Thus far, the 189-cm, 96-kg forward has mostly done a good job of being in the right place at the right time.
While heading over to North America to play major junior hockey has become a popular option among young Czech stars, it often doesn't pay off for them as expected, and the trend has taken a toll on the development of young talent in the Central European nation. However, for Voracek, the 2007 Quebec Major Junior Hockey League rookie of the year, things panned out. He led the Halifax Mooseheads in scoring for two straight years and cracked two Czech World Junior teams before leaping straight to the NHL as Columbus's 2007 first-round pick (seventh overall).
In his final season with the Mooseheads, Halifax co-hosted the 2008 IIHF World Championship with Quebec City. However, Voracek wasn't part of the international hockey festivities in Nova Scotia's leading port city.
“I left two or three days before the tournament started,” Voracek said. “I didn't get to watch it in person because the Mooseheads had lost in the playoffs, and I was pretty excited to go home because I hadn't been home all year long. I saw some of it on TV, though, and it was pretty cool.”
Actually participating in a World Championship and questing for a gold medal, though, is ten times better. Voracek is looking forward to competing against Columbus teammate Kris Russell, one of his usual dining partners at NHL pre-game meals, when the Czechs play Canada in the next round.

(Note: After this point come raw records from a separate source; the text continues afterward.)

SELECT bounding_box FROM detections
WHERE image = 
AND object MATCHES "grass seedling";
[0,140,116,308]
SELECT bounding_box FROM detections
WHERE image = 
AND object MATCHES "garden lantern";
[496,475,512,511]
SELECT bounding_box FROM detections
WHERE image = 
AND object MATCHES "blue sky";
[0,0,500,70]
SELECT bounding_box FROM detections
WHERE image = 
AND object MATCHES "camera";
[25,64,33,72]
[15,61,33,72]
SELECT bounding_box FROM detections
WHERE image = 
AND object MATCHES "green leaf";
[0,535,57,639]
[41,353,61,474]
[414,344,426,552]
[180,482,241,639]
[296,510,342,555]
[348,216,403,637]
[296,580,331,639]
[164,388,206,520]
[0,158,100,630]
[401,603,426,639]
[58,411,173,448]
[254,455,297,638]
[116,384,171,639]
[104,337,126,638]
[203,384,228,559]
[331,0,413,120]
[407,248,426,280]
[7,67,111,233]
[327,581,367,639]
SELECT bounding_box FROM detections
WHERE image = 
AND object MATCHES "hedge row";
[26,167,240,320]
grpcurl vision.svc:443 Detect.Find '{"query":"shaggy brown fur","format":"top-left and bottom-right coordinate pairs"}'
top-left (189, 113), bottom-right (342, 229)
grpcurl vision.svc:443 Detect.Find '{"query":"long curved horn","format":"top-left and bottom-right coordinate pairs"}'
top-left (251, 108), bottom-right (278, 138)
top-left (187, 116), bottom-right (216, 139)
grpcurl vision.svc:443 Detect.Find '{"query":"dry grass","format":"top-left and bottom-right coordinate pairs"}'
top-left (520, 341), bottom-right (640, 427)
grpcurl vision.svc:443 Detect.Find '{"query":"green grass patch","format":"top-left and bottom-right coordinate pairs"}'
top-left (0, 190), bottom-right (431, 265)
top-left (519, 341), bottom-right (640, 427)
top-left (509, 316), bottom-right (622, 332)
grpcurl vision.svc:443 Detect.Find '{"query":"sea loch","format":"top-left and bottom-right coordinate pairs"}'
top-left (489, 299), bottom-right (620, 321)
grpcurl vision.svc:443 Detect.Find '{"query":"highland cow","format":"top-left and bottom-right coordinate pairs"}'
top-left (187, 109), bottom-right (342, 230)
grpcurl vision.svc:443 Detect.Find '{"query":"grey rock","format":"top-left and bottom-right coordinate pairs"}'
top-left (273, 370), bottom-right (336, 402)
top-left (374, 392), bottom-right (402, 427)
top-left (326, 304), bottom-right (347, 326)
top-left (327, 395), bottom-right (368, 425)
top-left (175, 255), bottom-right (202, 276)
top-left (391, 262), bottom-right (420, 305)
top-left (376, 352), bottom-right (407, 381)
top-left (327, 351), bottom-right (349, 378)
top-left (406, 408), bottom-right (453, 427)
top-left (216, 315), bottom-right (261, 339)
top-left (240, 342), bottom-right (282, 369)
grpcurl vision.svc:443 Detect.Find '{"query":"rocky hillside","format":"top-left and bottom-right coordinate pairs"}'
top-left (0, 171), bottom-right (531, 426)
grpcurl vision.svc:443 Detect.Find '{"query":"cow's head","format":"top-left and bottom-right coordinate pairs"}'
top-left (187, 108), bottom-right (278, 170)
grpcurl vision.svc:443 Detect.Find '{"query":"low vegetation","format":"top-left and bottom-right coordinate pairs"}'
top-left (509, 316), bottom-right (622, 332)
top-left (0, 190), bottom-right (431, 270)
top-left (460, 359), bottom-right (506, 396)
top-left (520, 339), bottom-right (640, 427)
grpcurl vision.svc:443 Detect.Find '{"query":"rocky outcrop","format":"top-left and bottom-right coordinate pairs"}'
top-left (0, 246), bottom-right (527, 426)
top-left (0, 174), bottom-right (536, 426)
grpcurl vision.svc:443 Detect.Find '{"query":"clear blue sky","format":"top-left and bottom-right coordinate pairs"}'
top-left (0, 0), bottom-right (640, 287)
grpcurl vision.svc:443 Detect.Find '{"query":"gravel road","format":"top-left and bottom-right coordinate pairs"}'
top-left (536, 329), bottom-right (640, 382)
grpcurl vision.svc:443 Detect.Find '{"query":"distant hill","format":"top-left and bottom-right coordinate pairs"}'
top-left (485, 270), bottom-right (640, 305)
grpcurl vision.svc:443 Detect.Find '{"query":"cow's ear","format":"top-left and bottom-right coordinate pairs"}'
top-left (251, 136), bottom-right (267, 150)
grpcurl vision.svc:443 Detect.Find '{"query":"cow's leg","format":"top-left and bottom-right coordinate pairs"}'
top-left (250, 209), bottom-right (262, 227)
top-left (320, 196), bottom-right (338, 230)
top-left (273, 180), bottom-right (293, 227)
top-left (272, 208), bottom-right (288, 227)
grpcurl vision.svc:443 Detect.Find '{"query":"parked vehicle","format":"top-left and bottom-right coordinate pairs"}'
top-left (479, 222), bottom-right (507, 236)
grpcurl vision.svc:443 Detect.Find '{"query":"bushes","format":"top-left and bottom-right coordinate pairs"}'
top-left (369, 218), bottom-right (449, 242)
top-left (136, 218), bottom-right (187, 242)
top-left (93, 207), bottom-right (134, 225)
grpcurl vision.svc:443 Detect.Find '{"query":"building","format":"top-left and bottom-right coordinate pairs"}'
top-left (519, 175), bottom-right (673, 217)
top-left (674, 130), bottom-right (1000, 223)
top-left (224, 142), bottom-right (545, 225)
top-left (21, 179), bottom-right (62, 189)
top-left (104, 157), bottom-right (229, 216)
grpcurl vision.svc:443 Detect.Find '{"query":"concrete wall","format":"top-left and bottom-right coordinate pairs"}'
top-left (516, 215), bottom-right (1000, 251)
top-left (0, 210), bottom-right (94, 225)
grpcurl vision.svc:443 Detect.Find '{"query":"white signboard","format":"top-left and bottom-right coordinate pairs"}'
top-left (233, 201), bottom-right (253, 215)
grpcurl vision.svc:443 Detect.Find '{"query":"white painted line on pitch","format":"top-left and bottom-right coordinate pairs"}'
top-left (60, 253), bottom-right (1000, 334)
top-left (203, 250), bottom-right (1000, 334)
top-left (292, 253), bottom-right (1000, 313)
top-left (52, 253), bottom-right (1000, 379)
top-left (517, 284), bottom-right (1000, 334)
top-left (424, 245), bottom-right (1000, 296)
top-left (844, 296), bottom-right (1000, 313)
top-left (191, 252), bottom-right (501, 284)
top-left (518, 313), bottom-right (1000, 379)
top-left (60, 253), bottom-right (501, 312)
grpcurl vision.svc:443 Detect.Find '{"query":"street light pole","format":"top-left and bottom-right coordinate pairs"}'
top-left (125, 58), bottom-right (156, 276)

Away from the rink, his plans are simple and mundane.
“Sleeping, eating, and playing hockey is what I'm doing here,” said Voracek with a laugh. “I don't do that much. It'll be nice to see the city and grab a coffee downtown, but that's about it. We're playing every second day, so you've got to get some rest.”
Spoken like a true Kladno boy who knows the importance of delivering a high-quality product.